2. The details of the first truss must be completed according to pre-prepared drawings. It is a collection of a minimum set of basic parts that ensure structural rigidity.
3. Assemble the first truss and install additional fasteners.
4. The production of subsequent trusses is carried out using the first one as a template, the parts are made on site. For accuracy and full compliance, the parts of each subsequent truss must be secured to the template with clamps. When ready, the farm is removed to the side.

   
   All roof trusses are made according to a single template, which is the first assembled structure

5. Then the trusses are lifted up one by one and installed in their place.
6. The outer gable trusses are installed first, then all subsequent ones. The rafters are positioned in one plane using a construction cord stretched between the gable trusses.

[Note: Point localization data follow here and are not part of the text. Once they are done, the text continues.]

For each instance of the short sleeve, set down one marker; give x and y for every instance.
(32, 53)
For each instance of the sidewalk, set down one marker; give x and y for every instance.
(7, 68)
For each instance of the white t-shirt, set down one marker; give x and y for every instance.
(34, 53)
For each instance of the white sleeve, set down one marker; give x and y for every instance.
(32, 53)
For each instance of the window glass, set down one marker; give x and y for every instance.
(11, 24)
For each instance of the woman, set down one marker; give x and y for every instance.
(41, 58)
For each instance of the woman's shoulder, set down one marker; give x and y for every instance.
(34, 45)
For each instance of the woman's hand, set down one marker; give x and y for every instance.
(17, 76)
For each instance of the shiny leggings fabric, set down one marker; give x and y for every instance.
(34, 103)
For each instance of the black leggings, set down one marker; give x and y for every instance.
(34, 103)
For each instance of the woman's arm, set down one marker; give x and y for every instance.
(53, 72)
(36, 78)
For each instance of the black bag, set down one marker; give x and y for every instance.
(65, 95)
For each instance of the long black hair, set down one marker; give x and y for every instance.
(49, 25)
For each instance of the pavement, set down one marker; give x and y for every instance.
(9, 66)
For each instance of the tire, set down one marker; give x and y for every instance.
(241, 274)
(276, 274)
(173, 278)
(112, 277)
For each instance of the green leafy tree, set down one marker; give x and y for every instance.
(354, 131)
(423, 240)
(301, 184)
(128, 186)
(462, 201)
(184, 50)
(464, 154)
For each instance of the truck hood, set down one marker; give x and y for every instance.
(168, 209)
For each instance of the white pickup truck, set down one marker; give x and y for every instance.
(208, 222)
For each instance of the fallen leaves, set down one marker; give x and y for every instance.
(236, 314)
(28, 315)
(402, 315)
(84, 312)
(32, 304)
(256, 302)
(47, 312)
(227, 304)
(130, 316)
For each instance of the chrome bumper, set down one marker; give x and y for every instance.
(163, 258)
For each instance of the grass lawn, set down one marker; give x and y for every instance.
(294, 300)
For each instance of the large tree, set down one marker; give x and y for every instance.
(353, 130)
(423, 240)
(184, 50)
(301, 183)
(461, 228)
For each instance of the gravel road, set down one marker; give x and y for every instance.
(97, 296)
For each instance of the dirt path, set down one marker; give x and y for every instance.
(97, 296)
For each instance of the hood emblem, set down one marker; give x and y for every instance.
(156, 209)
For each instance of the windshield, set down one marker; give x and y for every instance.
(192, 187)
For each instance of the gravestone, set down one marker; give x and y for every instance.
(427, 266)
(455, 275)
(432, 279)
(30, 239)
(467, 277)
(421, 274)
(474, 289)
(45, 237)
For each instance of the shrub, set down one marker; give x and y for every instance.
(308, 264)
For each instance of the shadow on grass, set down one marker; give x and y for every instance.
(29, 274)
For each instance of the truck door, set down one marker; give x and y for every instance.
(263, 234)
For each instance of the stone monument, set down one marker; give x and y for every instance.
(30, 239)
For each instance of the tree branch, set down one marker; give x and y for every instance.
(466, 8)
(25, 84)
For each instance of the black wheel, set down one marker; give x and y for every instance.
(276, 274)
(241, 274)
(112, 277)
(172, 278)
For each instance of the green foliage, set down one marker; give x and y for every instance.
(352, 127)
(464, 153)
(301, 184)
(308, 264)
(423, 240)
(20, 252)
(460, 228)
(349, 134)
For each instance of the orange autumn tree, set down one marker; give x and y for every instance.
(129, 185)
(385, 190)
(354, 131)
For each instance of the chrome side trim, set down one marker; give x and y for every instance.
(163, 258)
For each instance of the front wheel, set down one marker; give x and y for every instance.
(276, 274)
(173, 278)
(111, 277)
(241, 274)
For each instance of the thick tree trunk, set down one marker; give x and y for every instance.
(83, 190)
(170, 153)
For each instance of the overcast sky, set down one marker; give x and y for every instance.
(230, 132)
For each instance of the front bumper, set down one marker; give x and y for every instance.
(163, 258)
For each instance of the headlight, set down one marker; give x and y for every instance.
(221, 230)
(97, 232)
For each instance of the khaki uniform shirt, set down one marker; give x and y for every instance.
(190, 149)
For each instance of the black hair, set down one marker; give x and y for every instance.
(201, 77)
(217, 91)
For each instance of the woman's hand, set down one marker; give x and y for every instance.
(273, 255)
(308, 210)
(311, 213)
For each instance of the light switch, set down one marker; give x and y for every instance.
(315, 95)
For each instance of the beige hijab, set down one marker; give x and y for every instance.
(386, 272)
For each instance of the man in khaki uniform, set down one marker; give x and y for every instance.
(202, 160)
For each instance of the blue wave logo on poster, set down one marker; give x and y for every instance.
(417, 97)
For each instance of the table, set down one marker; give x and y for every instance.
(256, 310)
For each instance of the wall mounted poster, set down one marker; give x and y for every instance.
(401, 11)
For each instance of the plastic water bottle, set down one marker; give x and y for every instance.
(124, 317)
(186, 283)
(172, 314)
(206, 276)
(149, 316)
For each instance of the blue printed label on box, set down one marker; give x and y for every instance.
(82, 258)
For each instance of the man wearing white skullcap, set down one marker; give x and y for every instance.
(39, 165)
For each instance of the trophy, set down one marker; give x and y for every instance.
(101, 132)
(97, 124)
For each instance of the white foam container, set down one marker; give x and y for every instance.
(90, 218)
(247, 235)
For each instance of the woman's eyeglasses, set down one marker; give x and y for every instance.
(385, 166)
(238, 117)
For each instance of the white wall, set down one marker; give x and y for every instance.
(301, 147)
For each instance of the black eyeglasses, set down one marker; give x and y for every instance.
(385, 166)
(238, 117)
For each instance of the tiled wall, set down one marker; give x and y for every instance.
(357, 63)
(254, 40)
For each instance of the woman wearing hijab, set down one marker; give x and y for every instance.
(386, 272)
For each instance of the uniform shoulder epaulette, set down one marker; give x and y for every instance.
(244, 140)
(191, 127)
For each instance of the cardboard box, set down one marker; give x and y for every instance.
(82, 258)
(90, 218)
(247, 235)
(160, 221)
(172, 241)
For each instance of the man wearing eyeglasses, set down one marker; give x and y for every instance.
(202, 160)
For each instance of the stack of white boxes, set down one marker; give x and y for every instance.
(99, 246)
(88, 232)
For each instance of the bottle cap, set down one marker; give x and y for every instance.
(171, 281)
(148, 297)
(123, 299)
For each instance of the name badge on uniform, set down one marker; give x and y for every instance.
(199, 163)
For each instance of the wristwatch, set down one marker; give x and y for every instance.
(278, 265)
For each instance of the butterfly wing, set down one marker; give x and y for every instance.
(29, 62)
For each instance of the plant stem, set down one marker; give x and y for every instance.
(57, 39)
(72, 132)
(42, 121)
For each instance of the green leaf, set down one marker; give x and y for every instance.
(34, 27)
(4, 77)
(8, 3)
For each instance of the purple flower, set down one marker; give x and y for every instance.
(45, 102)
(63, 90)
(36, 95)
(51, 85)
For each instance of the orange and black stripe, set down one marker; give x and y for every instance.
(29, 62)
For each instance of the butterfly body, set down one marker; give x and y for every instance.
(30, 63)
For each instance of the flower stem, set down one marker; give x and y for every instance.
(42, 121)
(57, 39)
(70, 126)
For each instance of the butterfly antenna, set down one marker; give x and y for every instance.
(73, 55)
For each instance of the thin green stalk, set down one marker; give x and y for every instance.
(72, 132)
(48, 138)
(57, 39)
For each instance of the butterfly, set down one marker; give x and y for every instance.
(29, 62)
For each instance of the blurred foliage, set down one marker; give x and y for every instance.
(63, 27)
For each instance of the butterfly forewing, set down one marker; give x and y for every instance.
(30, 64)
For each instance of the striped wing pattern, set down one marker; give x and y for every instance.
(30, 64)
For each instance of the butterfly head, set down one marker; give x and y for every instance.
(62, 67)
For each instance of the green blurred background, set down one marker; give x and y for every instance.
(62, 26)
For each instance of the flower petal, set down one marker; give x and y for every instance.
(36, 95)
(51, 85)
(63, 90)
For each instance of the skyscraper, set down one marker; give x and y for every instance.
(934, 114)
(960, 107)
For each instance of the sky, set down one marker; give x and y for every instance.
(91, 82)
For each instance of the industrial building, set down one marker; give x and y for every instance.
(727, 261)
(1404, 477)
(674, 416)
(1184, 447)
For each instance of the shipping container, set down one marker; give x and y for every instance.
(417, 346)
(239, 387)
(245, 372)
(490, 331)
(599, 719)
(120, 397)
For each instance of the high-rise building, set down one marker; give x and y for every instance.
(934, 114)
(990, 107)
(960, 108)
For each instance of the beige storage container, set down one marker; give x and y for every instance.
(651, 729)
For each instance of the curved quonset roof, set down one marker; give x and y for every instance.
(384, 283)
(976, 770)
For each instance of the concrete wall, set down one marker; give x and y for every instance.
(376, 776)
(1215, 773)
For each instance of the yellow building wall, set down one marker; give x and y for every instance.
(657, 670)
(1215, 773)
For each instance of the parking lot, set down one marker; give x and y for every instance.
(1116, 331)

Video: assembling roof trusses “on the ground”

Installation of rafter elements

The rafters, as the main load-bearing element of the roof skeleton, must be securely connected to each other. Many different methods have been invented for this, including specific ones designed for certain types of buildings. The rafter system of a wooden house requires special attention. The beam is attached to the Mauerlat by a sliding device, and the ridge connection is made on a hinge. This is due to constant seasonal movements of the log house, which must be compensated.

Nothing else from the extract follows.